The most important question that arises is whether the combat and combat support arms of the Army, like the Infantry, Armoured Corps, Engineers and Artillery, which are still more or less organised on regional, caste and religious basis, should continue in their present form and whether moves to change their composition and name will adversely affect their military effectiveness.
In practice, it would entail converting the Rajput, Sikh, Maratha, Mahar, Gorkha, Assam among others, into All India Class Composition. There should be no doubt that logic of composing units on regional, class or religious basis is a British legacy and outlived their purpose if for example the Sikhs had to be used against the Gorkhas and so on.

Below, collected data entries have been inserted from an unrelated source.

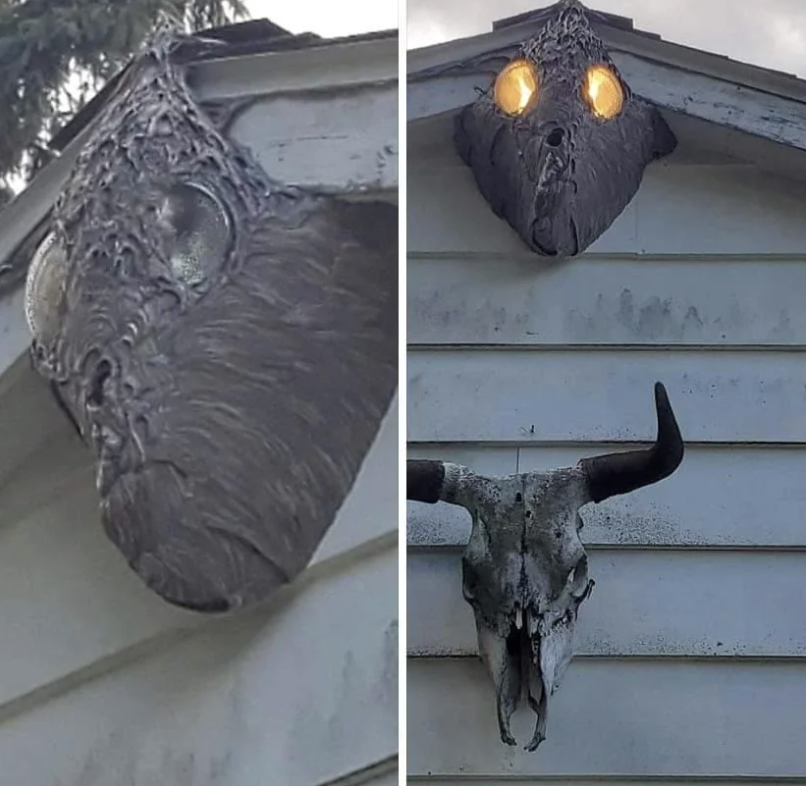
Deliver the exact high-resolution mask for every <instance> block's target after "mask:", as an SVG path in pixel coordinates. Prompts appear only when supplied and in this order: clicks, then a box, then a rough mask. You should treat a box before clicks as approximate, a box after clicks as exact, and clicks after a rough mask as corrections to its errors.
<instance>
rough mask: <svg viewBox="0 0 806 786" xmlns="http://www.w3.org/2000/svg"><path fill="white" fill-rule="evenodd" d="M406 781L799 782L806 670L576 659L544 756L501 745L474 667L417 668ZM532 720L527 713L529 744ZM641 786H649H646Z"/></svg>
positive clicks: (762, 667)
mask: <svg viewBox="0 0 806 786" xmlns="http://www.w3.org/2000/svg"><path fill="white" fill-rule="evenodd" d="M407 694H408V771H409V773H410V774H411V775H415V776H419V775H431V776H443V775H444V776H447V777H456V774H457V773H461V774H462V775H463V776H465V777H474V776H487V777H490V778H504V777H515V776H523V777H531V776H533V775H540V776H542V777H544V778H546V777H551V776H555V777H559V776H579V777H581V778H583V779H584V777H591V776H600V775H605V776H606V775H612V776H620V777H622V778H624V777H625V776H642V775H653V776H673V775H678V776H683V775H685V776H692V777H696V776H710V775H713V776H724V777H728V776H730V775H741V776H745V777H747V776H765V775H766V776H773V777H776V776H777V777H781V776H800V777H803V774H804V772H806V747H804V745H803V740H804V739H805V738H806V713H804V712H803V696H804V695H806V664H804V663H791V664H780V663H776V664H774V665H770V664H764V663H750V662H738V661H737V662H735V663H728V664H726V663H725V662H724V661H713V662H710V663H709V662H708V661H695V662H689V663H685V662H680V661H658V660H654V661H653V660H647V661H634V660H630V661H618V660H576V661H574V662H572V664H571V666H570V668H569V670H568V673H567V674H566V676H565V679H564V681H563V684H562V687H561V688H560V690H559V691H558V692H557V693H556V694H555V696H554V697H553V699H552V704H551V708H550V715H549V722H548V730H547V734H548V739H547V740H546V742H544V743H543V745H541V747H540V749H539V750H538V751H537V752H536V753H526V752H524V751H523V750H522V749H521V748H520V747H518V748H510V747H508V746H506V745H504V744H503V743H502V742H501V741H500V739H499V736H498V728H497V723H496V718H495V698H494V695H493V690H492V686H491V683H490V680H489V678H488V677H487V675H486V673H485V671H484V668H483V666H482V665H481V663H480V662H479V661H478V660H476V659H459V660H450V659H441V660H427V659H414V660H410V661H409V664H408V676H407ZM534 717H535V716H534V715H533V714H532V713H531V712H530V711H529V710H528V709H525V708H524V709H521V710H520V711H519V712H518V714H516V716H515V717H514V718H513V731H514V732H515V736H516V738H517V739H518V740H519V742H520V743H521V745H525V744H526V743H527V742H528V741H529V739H530V737H531V733H532V729H533V724H534ZM642 782H643V781H642Z"/></svg>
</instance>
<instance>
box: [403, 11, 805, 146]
mask: <svg viewBox="0 0 806 786" xmlns="http://www.w3.org/2000/svg"><path fill="white" fill-rule="evenodd" d="M539 27H540V24H537V23H535V22H534V21H531V22H524V23H522V24H514V25H512V26H508V27H502V28H498V29H496V30H494V31H493V32H492V33H486V34H484V35H479V36H473V37H470V38H464V39H458V40H455V41H451V42H448V43H444V44H437V45H435V46H431V47H425V48H423V49H415V50H411V51H410V52H409V53H408V82H409V84H408V94H407V101H408V119H409V122H416V121H418V120H422V119H424V118H427V117H433V116H438V115H441V114H444V113H450V112H455V111H457V110H458V109H460V108H461V107H463V106H465V105H467V104H469V103H472V102H473V101H474V100H475V97H476V95H477V92H478V89H479V88H486V87H487V85H488V84H489V82H490V80H491V78H492V75H493V74H495V73H496V72H497V70H498V68H500V66H501V64H502V63H503V62H505V61H506V60H507V59H509V58H510V57H511V56H512V55H513V54H514V52H515V51H516V49H517V47H519V45H520V44H521V42H523V41H524V40H526V39H528V38H529V37H530V36H532V35H534V33H535V32H537V29H539ZM597 28H598V32H599V34H600V35H601V36H602V38H603V39H604V41H605V43H606V44H607V45H608V47H609V50H610V53H611V56H612V57H613V60H614V62H615V63H616V65H617V66H618V68H619V69H620V71H621V72H622V74H623V75H624V77H625V79H626V80H627V82H628V83H629V84H630V87H631V88H632V90H633V91H634V92H635V94H636V95H638V96H640V97H642V98H644V99H645V100H647V101H649V102H650V103H652V104H654V105H656V106H657V107H658V108H660V109H661V110H662V111H664V112H666V113H671V114H674V115H678V116H682V117H685V118H691V119H693V120H696V121H702V122H704V123H708V124H712V125H717V126H721V127H723V128H725V129H726V130H728V131H731V132H736V133H738V134H742V135H748V136H751V137H755V138H757V139H760V140H763V141H765V142H769V143H771V144H774V145H777V146H783V147H786V148H790V149H792V150H793V151H797V152H798V153H803V152H806V80H801V79H798V78H796V77H794V76H791V75H788V74H782V73H780V72H778V71H772V70H768V69H764V68H759V67H757V66H751V65H748V64H745V63H739V62H736V61H733V60H730V59H728V58H726V57H721V56H718V55H714V54H711V53H708V52H703V51H700V50H697V49H692V48H690V47H683V46H680V45H677V44H671V43H669V42H667V41H663V40H659V39H656V38H653V37H650V36H646V35H641V34H638V33H634V32H629V31H626V30H623V29H618V28H614V27H610V26H607V25H598V26H597Z"/></svg>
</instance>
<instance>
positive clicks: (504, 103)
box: [493, 60, 537, 115]
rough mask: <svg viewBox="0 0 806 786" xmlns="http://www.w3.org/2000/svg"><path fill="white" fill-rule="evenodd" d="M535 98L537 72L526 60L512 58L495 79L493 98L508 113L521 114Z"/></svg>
mask: <svg viewBox="0 0 806 786" xmlns="http://www.w3.org/2000/svg"><path fill="white" fill-rule="evenodd" d="M536 98H537V73H536V71H535V67H534V66H533V65H532V63H530V62H529V61H528V60H513V61H512V62H511V63H509V64H508V65H507V66H506V67H505V68H504V70H503V71H501V73H500V74H499V75H498V77H497V78H496V80H495V87H494V88H493V100H494V101H495V103H496V106H498V108H499V109H500V110H501V111H502V112H504V113H505V114H508V115H522V114H523V113H524V112H525V111H526V110H527V109H529V108H530V107H531V106H532V105H533V104H534V101H535V99H536Z"/></svg>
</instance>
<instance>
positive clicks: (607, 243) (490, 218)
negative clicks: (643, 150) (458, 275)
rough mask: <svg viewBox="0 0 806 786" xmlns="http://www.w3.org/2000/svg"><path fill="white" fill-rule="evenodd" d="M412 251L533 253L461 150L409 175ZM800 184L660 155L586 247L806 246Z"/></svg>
mask: <svg viewBox="0 0 806 786" xmlns="http://www.w3.org/2000/svg"><path fill="white" fill-rule="evenodd" d="M407 182H408V195H409V197H408V220H409V227H412V228H416V231H411V232H409V241H408V250H409V252H410V253H428V252H438V253H446V254H457V253H458V254H463V253H469V254H489V253H522V254H526V255H527V256H529V257H531V258H532V259H534V261H535V265H536V266H546V265H549V264H551V261H547V260H545V259H543V260H541V259H540V258H539V257H536V256H532V255H531V254H529V252H528V249H527V248H526V246H525V244H523V243H522V241H521V240H520V239H519V238H518V236H517V235H516V234H515V232H514V231H513V230H512V229H511V228H510V226H509V224H507V223H506V222H505V221H503V220H502V219H499V218H497V217H496V216H495V215H494V214H493V212H492V210H491V209H490V208H489V206H488V205H487V203H486V202H485V201H484V199H483V198H482V197H481V195H480V194H479V192H478V190H477V188H476V185H475V181H474V180H473V175H472V174H471V172H470V170H469V168H468V167H465V166H464V165H462V164H461V163H460V162H459V160H458V158H457V157H456V156H455V155H452V156H451V157H450V158H445V159H444V163H442V164H441V165H440V164H434V165H433V166H429V167H428V168H427V169H425V170H423V169H418V168H414V169H412V171H411V172H410V173H409V178H408V181H407ZM804 199H806V188H804V186H803V185H800V184H796V183H791V182H789V181H783V180H781V179H779V178H776V177H774V176H772V175H770V174H769V173H766V172H763V171H762V170H760V169H758V168H756V167H753V166H751V165H736V166H676V165H674V164H673V163H666V164H654V165H652V166H650V167H649V168H648V169H647V171H646V174H645V176H644V180H643V184H642V186H641V189H640V190H639V192H638V194H636V196H635V198H634V199H633V201H632V202H631V203H630V204H629V205H628V206H627V208H626V209H625V210H624V212H623V213H622V214H621V215H620V216H619V217H618V218H617V219H616V221H615V222H614V223H613V225H612V226H611V227H610V229H608V230H607V232H605V233H604V234H603V235H602V236H601V237H600V238H599V239H598V240H597V241H596V242H595V243H593V244H592V245H591V246H590V248H589V249H588V253H603V254H613V253H630V254H728V255H753V254H756V255H757V254H802V253H803V249H804V248H806V225H804V223H803V221H802V218H801V216H802V205H803V201H804Z"/></svg>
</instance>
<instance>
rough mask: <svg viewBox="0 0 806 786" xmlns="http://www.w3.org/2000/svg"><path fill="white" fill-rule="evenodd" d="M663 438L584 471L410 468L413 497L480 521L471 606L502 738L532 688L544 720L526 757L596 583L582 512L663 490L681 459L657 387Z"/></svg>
mask: <svg viewBox="0 0 806 786" xmlns="http://www.w3.org/2000/svg"><path fill="white" fill-rule="evenodd" d="M655 405H656V409H657V416H658V436H657V440H656V442H655V444H654V446H653V447H652V448H650V449H648V450H634V451H629V452H624V453H612V454H608V455H604V456H597V457H595V458H588V459H583V460H582V461H580V462H579V464H578V465H577V466H576V467H571V468H563V469H557V470H553V471H549V472H526V473H520V474H516V475H508V476H505V477H485V476H482V475H478V474H476V473H475V472H473V471H472V470H470V469H468V468H466V467H462V466H459V465H458V464H452V463H448V462H443V461H423V460H410V461H409V462H408V467H407V474H408V494H407V496H408V498H409V499H411V500H416V501H419V502H429V503H435V502H438V501H439V500H442V501H444V502H449V503H451V504H454V505H461V506H462V507H463V508H466V509H467V510H468V511H469V512H470V515H471V516H472V519H473V529H472V532H471V535H470V541H469V543H468V545H467V548H466V549H465V552H464V555H463V557H462V580H463V593H464V597H465V600H467V602H468V603H469V604H470V605H471V606H472V607H473V613H474V615H475V618H476V630H477V632H478V642H479V651H480V654H481V657H482V659H483V661H484V663H485V664H486V666H487V669H488V671H489V673H490V676H491V677H492V680H493V682H494V684H495V689H496V696H497V702H498V725H499V729H500V732H501V739H502V741H503V742H505V743H506V744H508V745H515V744H516V742H515V739H514V737H513V736H512V733H511V731H510V718H511V716H512V714H513V712H514V711H515V709H516V708H517V705H518V702H519V700H520V698H521V695H522V694H523V692H524V691H525V692H526V694H527V697H528V701H529V706H530V707H531V709H532V710H533V711H534V712H535V713H536V714H537V716H538V719H537V725H536V727H535V732H534V736H533V737H532V740H531V742H530V743H529V744H528V745H527V746H526V750H528V751H534V750H536V749H537V747H538V745H540V743H541V742H542V741H543V740H544V739H545V738H546V735H545V730H546V718H547V709H548V698H549V696H551V695H552V694H553V693H554V691H555V690H556V689H557V688H558V687H559V684H560V680H561V679H562V676H563V674H564V672H565V670H566V668H567V666H568V664H569V662H570V660H571V656H572V654H573V653H572V644H573V641H572V639H573V634H574V627H575V625H576V619H577V612H578V610H579V606H580V604H581V603H582V602H583V601H584V600H585V598H587V597H588V595H589V594H590V591H591V588H592V587H593V581H592V580H591V579H589V578H588V558H587V555H586V554H585V547H584V546H583V544H582V541H581V540H580V537H579V532H580V530H581V529H582V520H581V518H580V516H579V509H580V508H581V507H582V506H583V505H585V504H587V503H588V502H602V501H603V500H605V499H607V498H608V497H612V496H614V495H617V494H627V493H629V492H631V491H634V490H635V489H638V488H641V487H642V486H648V485H650V484H652V483H657V482H658V481H660V480H662V479H663V478H666V477H668V476H669V475H671V474H672V473H673V472H674V471H675V470H676V469H677V467H678V466H679V465H680V462H681V461H682V460H683V450H684V448H683V440H682V437H681V435H680V429H679V428H678V425H677V421H676V420H675V416H674V413H673V411H672V408H671V405H670V404H669V399H668V397H667V395H666V389H665V388H664V387H663V385H662V384H661V383H660V382H658V383H656V385H655Z"/></svg>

There was also a notion of the martial classes that underpinned the grouping and recruitment.
The logic that fighting capabilities are enhanced by narrow ethnic and other groupings have been disproved for long. The main experimental vehicle was the creation of the Infantry Regiment – The Brigade of the Guards in 1949 by the late Field Marshal Cariappa. The performance of its units in war and peace speaks for itself. Yet, the weight of legacy has resisted any move to shift all regiments to All India Class. Moves to do so consequent to the mutiny of Sikh units during Operation Blue Star were quietly buried, though it drove new raisings towards All India Class.
Hopefully, if Agniveers are going to be selected on all India merit, the change to All India Class composition is inevitable. Whether, the names of Regiments should then be changed is not central to the issue of military effectiveness.
Many of the issues pertain to uniforms and ceremonials including cultural forms of symbols and music. Uniforms in particular can be reviewed using the principles of comfort, simplicity, smartness, ease of maintenance and suitability in terms of weather, affordability and so on.
Symbols and emblems, on the other hand, could have historical connections that play a role in linking the serving soldiers to the valour, bravery and sacrifices of their forebears. The case for changing or replacing them to suit the passing contemporary politicaltemper maybe unjustifiable. Music must be perceived as being beyond boundaries and therefore the choice of music must result ina blend of the past and present.
Ceremonial parades at the national and State levels have multiple participating entities. Change in uniforms for the armed forces should be harmonized with other uniformed forces. Or else, the colonial legacy that one wants to downsize will stick out like a sore thumb amongst the police forces who have not only inherited colonial uniforms but have selectively imitated the Army. The continued wearing of camouflage pattern by police despite protests by the Army, is a case in point.
As long as military effectiveness is the index of measure to make changes, the major change that has to be managed is of the Army: shifting to the All India Class of all its units.
Moreover, it would be logical to assume that the entire military exercise of change would be an inter-services effort. An important platform for decision making would be the Joint Commanders Conference, which will require consensus among the three Services. Identifying and implementing changes will also take time and resources. But there is one action that can act as a sign of things to come. Wherever possible, the diminution of the neck tie as the main form of formality, which in many ways is the vestige of the colonial noose around the Indian neck, could be reviewed.
Overall, a review of doctrine, organisational structure, tactics and equipment is the foremost imperative. Review of cultural imports is desirable. But one should not go in with the approach that everything colonial is bad and everything desi or whatever is good. Finally, compromises are inevitable.